Most of the study participants were using injectable type of contraceptive methods. This choice could be due to its convenience of not being taken on daily basis and having comfortable ways of administration on top of the availability of this method than others. Child spacing was the main reason for women to use modern contraceptives. On the other hand the need for more children was the main reason for not using modern contraceptive methods. This is in line with findings from northwest Ethiopia and Sudan, Bangladesh and Pakistan [6, 10, 12, 14, 15].

In this study, those women who desire another child after two years were nearly six times more likely to use modern contraceptives than those women who desire another child within two years. This finding is in line with the study conducted in Bangladesh and Pakistan [6, 16]. Women’s internal motivations to achieve their child spacing goal could be the possible reason for higher level of contraceptive use.

Women who had one or more children were more likely to use modern contraceptives than those who had no children. In contrast, women who had more than 5 children were almost three times less likely to use modern contraceptives compared with women who had no children. This could be for the reason that those women who had more than 5 children were at the older age of reproduction and they might have perceived not to be at risk of pregnancy. Secondly, older women are more likely to practice sex infrequently. This finding is similar to previous reports from Bangladesh, Pakistan, and Tanzania which reported that as the number of living children increases, use of modern contraceptives increase [6, 8, 16].

This study revealed that women who discussed with their husband about modern contraceptives were about seven times more likely to use modern contraceptive methods than women who did not discuss at all. This is in line with studies conducted from Jimma (south west Ethiopia), Kenya, Tanzania, Nigeria and Bangladesh [6, 8, 9, 13, 14, 17].

This study also indicated that those women whose husband’s approve using modern contraceptives were almost three times more likely to use modern contraceptives. This is in line with the previous studies in Pakistan and Ethiopia [9, 15, 22, 23]. This implies that male involvement has an important role on the use of modern contraceptives.

The main strength of this study is that, being community based, it could reflect the actual experience of the married women during the study period.
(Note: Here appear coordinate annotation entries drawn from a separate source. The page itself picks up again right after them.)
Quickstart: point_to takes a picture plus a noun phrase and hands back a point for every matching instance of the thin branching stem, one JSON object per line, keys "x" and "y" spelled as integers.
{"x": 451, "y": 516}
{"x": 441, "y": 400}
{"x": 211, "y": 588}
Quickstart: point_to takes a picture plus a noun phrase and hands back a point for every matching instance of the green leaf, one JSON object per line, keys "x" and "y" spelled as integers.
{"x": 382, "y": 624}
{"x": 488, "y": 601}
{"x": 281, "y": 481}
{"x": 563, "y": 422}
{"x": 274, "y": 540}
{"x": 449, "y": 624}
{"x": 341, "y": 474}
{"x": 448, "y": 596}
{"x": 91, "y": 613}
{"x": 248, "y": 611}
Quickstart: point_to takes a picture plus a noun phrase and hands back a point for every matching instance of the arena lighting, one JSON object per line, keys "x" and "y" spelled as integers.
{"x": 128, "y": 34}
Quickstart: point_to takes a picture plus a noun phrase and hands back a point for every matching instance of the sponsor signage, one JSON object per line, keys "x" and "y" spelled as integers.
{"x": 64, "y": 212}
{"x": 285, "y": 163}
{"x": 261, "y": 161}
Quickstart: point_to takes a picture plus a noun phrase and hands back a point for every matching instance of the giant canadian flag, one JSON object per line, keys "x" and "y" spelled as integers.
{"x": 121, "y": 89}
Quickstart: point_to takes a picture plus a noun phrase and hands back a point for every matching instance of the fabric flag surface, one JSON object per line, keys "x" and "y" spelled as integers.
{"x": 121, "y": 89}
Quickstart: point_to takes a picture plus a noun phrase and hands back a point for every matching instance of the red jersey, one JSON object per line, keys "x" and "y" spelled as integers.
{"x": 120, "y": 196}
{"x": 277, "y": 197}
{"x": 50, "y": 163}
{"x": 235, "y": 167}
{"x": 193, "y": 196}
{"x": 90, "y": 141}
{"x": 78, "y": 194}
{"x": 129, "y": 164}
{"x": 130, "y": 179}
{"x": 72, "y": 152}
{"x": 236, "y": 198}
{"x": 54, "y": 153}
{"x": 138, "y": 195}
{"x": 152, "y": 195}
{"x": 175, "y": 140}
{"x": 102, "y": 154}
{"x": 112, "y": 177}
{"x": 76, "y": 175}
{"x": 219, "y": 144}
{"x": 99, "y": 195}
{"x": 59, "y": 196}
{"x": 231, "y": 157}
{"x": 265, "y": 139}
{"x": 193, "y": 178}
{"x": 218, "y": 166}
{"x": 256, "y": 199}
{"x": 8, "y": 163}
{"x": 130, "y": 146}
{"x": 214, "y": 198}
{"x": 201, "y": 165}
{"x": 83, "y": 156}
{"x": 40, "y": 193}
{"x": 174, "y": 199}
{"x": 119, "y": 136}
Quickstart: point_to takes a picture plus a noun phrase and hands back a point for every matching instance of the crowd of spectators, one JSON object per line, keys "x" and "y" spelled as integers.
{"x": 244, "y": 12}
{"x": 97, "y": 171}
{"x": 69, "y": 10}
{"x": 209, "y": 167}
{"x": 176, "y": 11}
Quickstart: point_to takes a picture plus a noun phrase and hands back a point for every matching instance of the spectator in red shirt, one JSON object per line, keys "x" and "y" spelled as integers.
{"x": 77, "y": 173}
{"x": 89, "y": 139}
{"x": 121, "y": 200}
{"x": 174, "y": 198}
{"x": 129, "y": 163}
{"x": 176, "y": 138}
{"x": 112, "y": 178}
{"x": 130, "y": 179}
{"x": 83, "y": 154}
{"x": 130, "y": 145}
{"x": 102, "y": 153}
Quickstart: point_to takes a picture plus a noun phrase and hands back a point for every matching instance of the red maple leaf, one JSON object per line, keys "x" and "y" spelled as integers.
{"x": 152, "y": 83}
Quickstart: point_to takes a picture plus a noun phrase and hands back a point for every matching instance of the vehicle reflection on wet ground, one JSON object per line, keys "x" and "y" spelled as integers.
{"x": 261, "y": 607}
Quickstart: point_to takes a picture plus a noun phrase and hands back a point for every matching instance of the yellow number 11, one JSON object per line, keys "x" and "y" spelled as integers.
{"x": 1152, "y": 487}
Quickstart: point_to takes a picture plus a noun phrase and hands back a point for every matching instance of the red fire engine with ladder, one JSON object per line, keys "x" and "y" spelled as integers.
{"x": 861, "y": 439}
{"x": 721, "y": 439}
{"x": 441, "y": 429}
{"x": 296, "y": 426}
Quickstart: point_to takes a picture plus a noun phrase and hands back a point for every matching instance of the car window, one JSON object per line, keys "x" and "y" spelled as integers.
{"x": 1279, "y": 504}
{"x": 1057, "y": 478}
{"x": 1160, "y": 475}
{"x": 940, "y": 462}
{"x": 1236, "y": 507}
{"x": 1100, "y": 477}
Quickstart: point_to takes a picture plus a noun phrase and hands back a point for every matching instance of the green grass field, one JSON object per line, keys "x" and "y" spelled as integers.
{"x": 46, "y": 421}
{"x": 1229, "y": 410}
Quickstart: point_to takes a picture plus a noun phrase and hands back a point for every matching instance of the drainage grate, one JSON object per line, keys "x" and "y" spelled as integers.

As limitations of this study, information about the husband were indirectly obtained from women. Additionally, similarities of living standards in some rural and urban areas might have underestimated the rural–urban difference in the use of contraceptive methods. On the other hand, being most of the residences in the district were live in urban areas might not able to identify factors which associate with the use of modern contraceptive in the rural areas.

This study were tried to see the strength of the association between the outcome and explanatory variables beyond simply identifying those variables which are statistically significant for the use of modern contraceptive specifically in the study area.

In conclusion, the modern contraceptive use in this district among currently married women of reproductive age group is high. Couple’s communication/discussion and husband’s approval about contraceptives were significantly associated with modern contraceptive use. However, women’s demand for more children has a negative effect on the use of modern contraceptive methods. Improvement in family income or socio-economic status to the higher level has an important role in upgrading usage of modern contraceptive.

Health service programs and strategies of the country at each level of health care delivery system need to consider the involvement of males for modern contraceptives utilization. Hence, governmental and nongovernmental organizations, health facilities and other stakeholders need to ensure availability, accessibility and sustained advocacy for use of available contraceptive methods for married couples. Lastly, we recommend that researchers to investigate husbands’ perception and acceptance toward contraceptive use by their couples.